川口マーン惠美著『証言・フルトヴェングラーかカラヤンか』

川口マーン惠美という人が書いた『証言・フルトヴェングラーカラヤンか』という本を読んだ。

この本は、ドイツ在住の著者が、フルトヴェングラーカラヤンの両方、あるいはカラヤンの指揮のもとで演奏をしたことがあるベルリン・フィルのOB11人を著者が2007年から2008年にかけて訪ねて歩き、二人ににまつわる思い出を語ってもらい、それらをとりまとめたものである。二人については複数回のインタビューを行っているが、ともかくそれぞれのインタビューがそれぞれ一つの章として構成されている。「フルトヴェングラーカラヤンは、彼らと音楽を実際につくった人々にとって、どのような存在だったのだろう」という好奇心を基に、平易な文体とすっきりした構成でつくられた選書である。

これが予想外に面白かった。予想外に、というのはつまり、次のような意味だ。

『証言・フルトヴェングラーカラヤンか』などという本を読む奴は、ほぼ例外なくフルトヴェングラー好きに決まっている(と僕は思う)。いや、中には物好きなカラヤン・ファンもいるかもしれないので、「どちらかに決まっている」と言い直しておくとしようか。で、そうした連中の多くは、どうせオタクだから、彼らについて書かれた書籍だってきちんと何冊かは読んでいるに違いない(と僕は思う)。フルトヴェングラーカラヤンについては日本のライターもいろいろと書いているが、ドイツを中心とした現地の著作者がさまざまな著作をものし、それらが日本語に翻訳されている。他の音楽家について書かれたものを読んでも、この20世紀でもっとも有名な二人の指揮者に関する記述は至る所に出てくる。
そこで思ったのである。いまさら、日本人が書いたインタビューを読んでも、面白い情報、新しい情報、耳がそばだち、目が引きつけられるような情報はないだろうと。『証言・フルトヴェングラーカラヤンか』という題名自体、なんとダサい。どんな本なのかを伝えるという意味では分り易くはあるが、『フルトヴェングラーか、カラヤンか』という本だって存在する上で、このタイトルだ。

という気楽さで、暇つぶしにお気楽フルトヴェングラー本でも読むかと手に取った本だったが、ここに紹介されている百戦錬磨の老音楽家たちの言葉は実に面白く、かつ、まるで山で飲む清水のように心にしみた。これはまったく予想外だった。ある者はカラヤンを正面から批判し、ある者はカラヤンを全面的に肯定する。ある者は、二人の音楽に異なるところはないともいう。まるで芥川龍之介の『藪の中』のような話だが、誰も嘘を語っているわけではない。主観とはそういうものなのだと思わされたし、真実はけっきょく関係性の中にあるのだとも考えさせられたりもした。

印象深い話はいくつもある。たとえば「あなたはカラヤンが録音した3回のベートーヴェン交響曲全集の中で、どれが一番よいと思うか」という質問を著者は異なる相手に向かって何度かしているのだが、それに対する答えが、半で押したように「どれがいいということは言えない」「どれも違わない」という類であった点だ。96歳のハンス・バスティアーン氏はこう語っている。

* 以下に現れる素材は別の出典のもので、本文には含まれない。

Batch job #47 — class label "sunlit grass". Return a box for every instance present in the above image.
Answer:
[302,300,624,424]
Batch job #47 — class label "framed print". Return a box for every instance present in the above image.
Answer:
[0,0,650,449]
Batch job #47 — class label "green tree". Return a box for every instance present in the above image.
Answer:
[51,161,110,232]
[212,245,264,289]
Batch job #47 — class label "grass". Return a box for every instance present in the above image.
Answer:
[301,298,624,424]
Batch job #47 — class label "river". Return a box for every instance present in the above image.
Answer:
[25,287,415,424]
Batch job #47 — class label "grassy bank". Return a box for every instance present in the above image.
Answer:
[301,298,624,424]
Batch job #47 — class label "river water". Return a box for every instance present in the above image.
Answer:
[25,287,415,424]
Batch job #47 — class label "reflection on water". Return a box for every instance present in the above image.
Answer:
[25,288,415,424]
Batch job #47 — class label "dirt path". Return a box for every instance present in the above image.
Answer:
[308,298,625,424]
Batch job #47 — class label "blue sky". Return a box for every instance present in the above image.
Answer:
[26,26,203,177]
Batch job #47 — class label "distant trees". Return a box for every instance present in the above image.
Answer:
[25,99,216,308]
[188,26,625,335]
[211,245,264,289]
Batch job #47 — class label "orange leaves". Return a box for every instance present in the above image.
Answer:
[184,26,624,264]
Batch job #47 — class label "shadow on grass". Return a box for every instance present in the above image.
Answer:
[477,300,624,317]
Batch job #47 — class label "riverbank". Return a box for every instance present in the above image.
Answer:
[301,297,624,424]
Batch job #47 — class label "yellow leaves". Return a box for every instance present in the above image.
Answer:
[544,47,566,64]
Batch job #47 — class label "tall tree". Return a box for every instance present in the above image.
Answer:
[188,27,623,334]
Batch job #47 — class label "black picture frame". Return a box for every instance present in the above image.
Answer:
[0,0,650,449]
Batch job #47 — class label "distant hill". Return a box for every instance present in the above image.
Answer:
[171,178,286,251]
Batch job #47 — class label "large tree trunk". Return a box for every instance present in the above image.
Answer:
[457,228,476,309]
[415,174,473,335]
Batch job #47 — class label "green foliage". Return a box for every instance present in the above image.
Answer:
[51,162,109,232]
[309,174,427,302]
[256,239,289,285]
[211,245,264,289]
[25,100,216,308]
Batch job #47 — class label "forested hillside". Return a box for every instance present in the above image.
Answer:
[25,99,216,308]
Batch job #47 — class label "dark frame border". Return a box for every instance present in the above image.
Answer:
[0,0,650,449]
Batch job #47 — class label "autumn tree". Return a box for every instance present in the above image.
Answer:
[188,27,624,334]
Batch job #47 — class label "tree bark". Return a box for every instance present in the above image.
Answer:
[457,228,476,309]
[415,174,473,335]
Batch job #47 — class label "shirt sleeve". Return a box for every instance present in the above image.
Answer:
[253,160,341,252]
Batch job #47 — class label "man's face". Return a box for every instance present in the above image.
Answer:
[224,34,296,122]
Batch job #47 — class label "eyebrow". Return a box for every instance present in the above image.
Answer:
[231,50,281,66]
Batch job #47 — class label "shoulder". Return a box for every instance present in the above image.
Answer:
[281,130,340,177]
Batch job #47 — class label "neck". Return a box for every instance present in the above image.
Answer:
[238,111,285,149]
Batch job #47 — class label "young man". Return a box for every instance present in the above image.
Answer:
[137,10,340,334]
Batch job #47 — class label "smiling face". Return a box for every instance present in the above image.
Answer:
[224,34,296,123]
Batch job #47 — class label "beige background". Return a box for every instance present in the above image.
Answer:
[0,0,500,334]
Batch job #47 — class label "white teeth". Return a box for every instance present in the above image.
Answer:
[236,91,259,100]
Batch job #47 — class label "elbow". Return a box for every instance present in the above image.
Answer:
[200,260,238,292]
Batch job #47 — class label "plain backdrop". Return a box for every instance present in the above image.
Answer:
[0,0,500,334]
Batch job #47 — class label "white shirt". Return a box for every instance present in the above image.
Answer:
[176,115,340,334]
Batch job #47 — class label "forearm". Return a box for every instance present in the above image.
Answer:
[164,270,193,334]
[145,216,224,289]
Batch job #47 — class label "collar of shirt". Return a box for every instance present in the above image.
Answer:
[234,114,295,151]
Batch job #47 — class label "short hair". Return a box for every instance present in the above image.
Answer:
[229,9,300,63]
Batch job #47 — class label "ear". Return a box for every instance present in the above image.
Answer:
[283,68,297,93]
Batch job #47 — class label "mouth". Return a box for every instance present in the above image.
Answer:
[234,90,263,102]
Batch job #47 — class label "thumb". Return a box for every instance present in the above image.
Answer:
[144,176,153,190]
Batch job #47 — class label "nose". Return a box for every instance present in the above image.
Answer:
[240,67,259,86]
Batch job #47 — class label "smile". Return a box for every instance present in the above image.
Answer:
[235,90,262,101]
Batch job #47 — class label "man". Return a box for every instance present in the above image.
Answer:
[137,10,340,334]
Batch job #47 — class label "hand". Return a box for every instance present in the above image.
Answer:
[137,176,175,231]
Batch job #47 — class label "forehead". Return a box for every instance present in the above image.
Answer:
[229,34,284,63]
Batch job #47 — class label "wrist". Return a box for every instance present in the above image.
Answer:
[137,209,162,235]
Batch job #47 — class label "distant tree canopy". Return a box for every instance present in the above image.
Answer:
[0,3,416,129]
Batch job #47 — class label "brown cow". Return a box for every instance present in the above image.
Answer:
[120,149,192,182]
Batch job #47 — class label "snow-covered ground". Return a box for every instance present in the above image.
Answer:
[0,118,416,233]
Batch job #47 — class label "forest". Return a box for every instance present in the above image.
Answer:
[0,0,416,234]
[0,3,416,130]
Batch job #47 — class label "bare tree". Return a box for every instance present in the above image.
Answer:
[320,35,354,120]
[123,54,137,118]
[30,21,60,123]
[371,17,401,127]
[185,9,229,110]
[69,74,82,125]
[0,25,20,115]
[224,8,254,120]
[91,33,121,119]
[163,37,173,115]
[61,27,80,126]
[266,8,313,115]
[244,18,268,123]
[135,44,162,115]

「比較はできないのです。音楽というのは、演奏者にとって、いつもその瞬間、新しいものです。一度目の録音のときは、それが一番新しく素晴らしいもので、二度目には、それが一番新しく素晴らしい。それをあとから較べることには意味がありません。音楽は、恒久的なものではなく、常に変化をしていくものです。だから比較はできない」

著者のインタビューは素晴らしい。その場の雰囲気や彼女自身の気づき、心のそよぎを言葉にする技術は瞠目ものだと思った。これは日本人の感性、女性らしい繊細さ、堪能なドイツ語の能力、それを日本語にする力があってできた芸当で、一読した際の文章の軽さに騙されていはいけない。この方はドイツの音楽大学でピアノを勉強した方でもある。それらすべてがあって初めて可能になった本である。

フルトヴェングラー」、「カラヤン」というキーワードに反応する人が基本的な読者層だろうから、この本を手に取る読者は数限られているのではないかと思われる。しかし、ここで語られている内容は、本当は、人生、名声、老い、豊かさ、人間性などあらゆる人々にとって普遍的なテーマに届いている。もっと多くの人々に読まれてよい本だと思った。